Bitcoin was an interesting proof of concept, but little more. It is useless as a currency. The best that can be said of Bitcoin is that it functions as  a quick and dirty method to transfer out of a currency, across borders and into another currency.  Its hopes of becoming an internet currency have not succeeded.

Faircoin, which can be seen as BitCoin 2.0, attempts to address some of the problems associated with bitcoin.

How Bitcoin Works

December 16, 2015

Money is a symbol, visualised as a token, a coin, a piece of paper,  something we all agree on as to its intrinsic value. Without that agreement, it cannot function as viable currency.

Bitcoin is a crypto-currency, numbers in a computer.

There are several underlying problems with bitcoin.

For a currency to be viable it has to be widely accepted and stable. Bitcoin is neither.

The amount of energy required to generate or mine future bitcoins is not good for the planet, ie there is a real environmental cost associated with bitcoin.

Faircoin, which can be seen as BitCoin 2.0, attempts to address some of the problems associated with bitcoin.

We live in a world where we are connected instantaneously to everyone else in the world from a device we hold in our hand. We can communicate by voice or video, we can send files, pictures, music, books. The marginal cost of doing so is near zero. The marginal cost of the things we are distributing, sharing, is near zero.

Why then do we have antiquated methods of dealing with money, of paying for things, when we have a device in our hands that can do all of these things at zero marginal cost?. At street level, use cash. Within the internet us a crypto-currency. We do not need banks.

$500 billion is sent home by migrant workers. Typically they send these remittances home by walking into a Western Union Office, showing their ID, paying a fee of somewhere between seven to ten percent, the recipient walks into a similar office, shows an ID and recipient code, and picks up the cash. A very antiquated system.

Cheque clearing, was, maybe still is, even more antiquated. Cheques go the the head office, they are then literally couriered across to the head office of another bank.
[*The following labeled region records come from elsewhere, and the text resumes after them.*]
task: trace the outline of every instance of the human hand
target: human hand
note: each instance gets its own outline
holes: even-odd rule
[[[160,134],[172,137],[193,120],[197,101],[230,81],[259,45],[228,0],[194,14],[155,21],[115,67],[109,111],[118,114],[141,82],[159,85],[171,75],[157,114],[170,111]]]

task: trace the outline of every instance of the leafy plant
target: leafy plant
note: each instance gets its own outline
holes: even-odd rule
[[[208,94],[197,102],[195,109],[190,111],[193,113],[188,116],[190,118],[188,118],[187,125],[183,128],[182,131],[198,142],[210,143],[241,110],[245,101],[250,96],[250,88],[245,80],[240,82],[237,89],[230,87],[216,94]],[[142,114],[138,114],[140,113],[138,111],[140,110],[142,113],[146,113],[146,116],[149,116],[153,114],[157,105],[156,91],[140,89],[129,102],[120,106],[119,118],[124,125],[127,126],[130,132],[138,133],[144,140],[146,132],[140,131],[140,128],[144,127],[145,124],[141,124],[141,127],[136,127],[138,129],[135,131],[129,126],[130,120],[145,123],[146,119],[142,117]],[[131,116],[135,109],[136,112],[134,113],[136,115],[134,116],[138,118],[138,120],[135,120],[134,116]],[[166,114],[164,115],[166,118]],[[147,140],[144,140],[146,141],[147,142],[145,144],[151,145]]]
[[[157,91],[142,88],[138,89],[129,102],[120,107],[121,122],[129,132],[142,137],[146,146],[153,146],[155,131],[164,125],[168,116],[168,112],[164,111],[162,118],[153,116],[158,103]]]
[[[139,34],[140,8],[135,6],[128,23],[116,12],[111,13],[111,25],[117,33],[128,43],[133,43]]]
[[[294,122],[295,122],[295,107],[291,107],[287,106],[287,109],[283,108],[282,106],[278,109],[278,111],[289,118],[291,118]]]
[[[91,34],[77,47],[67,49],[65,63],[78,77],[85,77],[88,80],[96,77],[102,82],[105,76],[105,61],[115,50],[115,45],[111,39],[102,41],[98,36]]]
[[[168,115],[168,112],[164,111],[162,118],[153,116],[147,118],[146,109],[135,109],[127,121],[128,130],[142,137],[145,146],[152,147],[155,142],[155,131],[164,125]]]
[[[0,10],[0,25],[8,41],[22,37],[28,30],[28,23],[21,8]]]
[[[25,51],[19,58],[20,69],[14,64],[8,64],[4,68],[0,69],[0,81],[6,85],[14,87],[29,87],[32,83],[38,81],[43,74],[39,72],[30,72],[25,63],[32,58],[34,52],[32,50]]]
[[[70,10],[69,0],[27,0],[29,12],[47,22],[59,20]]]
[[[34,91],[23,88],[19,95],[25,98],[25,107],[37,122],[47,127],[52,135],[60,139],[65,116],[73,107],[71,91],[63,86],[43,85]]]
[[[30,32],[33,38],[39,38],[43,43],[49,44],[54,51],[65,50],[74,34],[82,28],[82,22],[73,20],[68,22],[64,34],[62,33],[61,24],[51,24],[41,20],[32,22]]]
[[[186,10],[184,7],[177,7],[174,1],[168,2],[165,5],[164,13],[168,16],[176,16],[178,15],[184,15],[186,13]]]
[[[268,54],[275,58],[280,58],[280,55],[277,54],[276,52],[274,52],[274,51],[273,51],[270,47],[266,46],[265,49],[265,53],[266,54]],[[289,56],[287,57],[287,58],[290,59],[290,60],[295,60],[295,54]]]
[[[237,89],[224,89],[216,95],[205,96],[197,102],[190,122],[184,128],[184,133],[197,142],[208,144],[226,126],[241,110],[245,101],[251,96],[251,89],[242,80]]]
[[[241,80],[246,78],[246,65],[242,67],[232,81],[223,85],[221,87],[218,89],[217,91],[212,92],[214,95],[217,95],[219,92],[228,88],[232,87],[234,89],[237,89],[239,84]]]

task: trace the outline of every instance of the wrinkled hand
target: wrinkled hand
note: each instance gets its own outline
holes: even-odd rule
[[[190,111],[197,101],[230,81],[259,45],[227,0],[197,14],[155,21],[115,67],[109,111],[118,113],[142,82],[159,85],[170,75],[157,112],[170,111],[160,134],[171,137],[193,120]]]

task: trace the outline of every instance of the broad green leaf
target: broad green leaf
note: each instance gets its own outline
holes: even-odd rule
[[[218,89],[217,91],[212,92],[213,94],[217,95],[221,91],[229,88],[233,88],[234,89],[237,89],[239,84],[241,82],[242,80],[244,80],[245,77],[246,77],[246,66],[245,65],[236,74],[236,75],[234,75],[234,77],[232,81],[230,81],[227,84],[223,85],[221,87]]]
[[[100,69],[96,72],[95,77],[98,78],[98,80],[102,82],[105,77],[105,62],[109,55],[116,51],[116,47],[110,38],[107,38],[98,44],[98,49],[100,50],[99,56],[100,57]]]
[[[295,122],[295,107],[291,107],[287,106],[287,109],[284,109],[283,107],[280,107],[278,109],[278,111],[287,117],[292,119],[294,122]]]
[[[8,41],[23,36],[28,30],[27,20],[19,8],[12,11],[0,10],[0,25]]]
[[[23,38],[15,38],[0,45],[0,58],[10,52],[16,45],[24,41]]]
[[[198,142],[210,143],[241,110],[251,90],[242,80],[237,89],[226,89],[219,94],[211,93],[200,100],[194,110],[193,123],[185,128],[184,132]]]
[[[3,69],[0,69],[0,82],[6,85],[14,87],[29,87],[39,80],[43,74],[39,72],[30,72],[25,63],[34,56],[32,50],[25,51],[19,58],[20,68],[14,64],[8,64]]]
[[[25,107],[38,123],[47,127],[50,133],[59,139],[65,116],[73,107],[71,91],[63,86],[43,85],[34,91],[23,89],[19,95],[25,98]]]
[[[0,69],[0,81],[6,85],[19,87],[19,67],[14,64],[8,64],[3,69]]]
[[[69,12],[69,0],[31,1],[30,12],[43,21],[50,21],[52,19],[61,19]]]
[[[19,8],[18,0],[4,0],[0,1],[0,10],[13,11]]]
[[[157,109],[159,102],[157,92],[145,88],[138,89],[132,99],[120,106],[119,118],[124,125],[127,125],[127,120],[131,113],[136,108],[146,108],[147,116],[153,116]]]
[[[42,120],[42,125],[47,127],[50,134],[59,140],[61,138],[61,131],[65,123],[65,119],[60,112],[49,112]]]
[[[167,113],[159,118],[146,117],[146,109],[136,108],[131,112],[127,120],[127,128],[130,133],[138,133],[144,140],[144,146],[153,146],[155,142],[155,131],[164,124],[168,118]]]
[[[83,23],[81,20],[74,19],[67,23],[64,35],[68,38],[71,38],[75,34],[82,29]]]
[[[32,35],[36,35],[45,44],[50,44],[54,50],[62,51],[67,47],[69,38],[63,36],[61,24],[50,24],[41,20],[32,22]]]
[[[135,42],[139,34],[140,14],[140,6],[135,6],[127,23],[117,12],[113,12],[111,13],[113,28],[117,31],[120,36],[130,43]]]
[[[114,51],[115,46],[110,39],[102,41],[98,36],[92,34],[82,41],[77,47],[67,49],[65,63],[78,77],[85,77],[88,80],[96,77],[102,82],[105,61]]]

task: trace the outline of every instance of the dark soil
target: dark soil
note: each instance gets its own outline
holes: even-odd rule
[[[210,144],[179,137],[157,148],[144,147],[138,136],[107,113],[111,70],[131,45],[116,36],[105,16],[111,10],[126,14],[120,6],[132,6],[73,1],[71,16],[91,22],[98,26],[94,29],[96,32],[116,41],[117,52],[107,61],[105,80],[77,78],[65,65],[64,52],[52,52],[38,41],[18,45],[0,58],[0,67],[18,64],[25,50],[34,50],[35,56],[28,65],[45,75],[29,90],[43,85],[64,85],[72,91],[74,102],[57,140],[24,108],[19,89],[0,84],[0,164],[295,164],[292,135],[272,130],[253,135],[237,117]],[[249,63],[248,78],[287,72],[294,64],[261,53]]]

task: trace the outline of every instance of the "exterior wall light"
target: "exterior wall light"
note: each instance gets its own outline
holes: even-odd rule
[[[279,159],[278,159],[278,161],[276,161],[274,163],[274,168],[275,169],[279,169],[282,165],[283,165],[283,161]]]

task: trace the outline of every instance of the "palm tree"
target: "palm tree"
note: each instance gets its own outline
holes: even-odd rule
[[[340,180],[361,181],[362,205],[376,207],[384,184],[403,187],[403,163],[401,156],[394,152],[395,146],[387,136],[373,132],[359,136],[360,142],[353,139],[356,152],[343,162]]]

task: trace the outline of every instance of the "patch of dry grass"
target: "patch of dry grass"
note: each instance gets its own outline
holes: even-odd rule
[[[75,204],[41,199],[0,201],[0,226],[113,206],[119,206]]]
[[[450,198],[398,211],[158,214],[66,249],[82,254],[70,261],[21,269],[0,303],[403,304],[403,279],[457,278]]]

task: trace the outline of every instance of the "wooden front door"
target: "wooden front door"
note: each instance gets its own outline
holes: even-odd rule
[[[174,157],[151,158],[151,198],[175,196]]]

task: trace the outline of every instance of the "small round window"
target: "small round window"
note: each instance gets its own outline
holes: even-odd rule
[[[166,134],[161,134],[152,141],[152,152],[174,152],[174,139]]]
If I wish to invest in the Robin Hood Hedge Fund, it costs 50 euros for membership, plus 50 euros each share, If payment goes across national boundaries, there are additional costs associated with each Central Bank.

If you own bitcoin, you can via the network, transfer to other accounts at zero marginal cost.

The internet runs on Open Software and Open Standards. The bitcoin blockchain is built on Open Software and Open Standards.

If I walk in a bank, and transfer money from one account to another, I do not have to take money out, then pay it back in (though I may wish to do that in the Cayman islands if I am money laundering and do not wish my transfer to be easily traced). What usually happens, the money is directly transferred from one account to another, in reality the sum is debited from one account and added to another account. But it means I have to trust the bank as a trusted third party.

The bitcoin blockchain allows the transfer of digital assets from one entity to another in a verifiable way (these assets may be viewed as a crypto-currency but do not have to be). A message is sent to the network, that enables the transfer of these assets from one account to another. The blockchain is a tamper proof ledger in the public domain. The asset transferred in the case of bitcoin, is a currency, but it does not have to be.

The blockchain has uses beyond bitcoin.  Singer-songwriter Imogen Heap has proposed Mycelia, a blockchain for tracking music. She has released Tiny Human to test out the concept.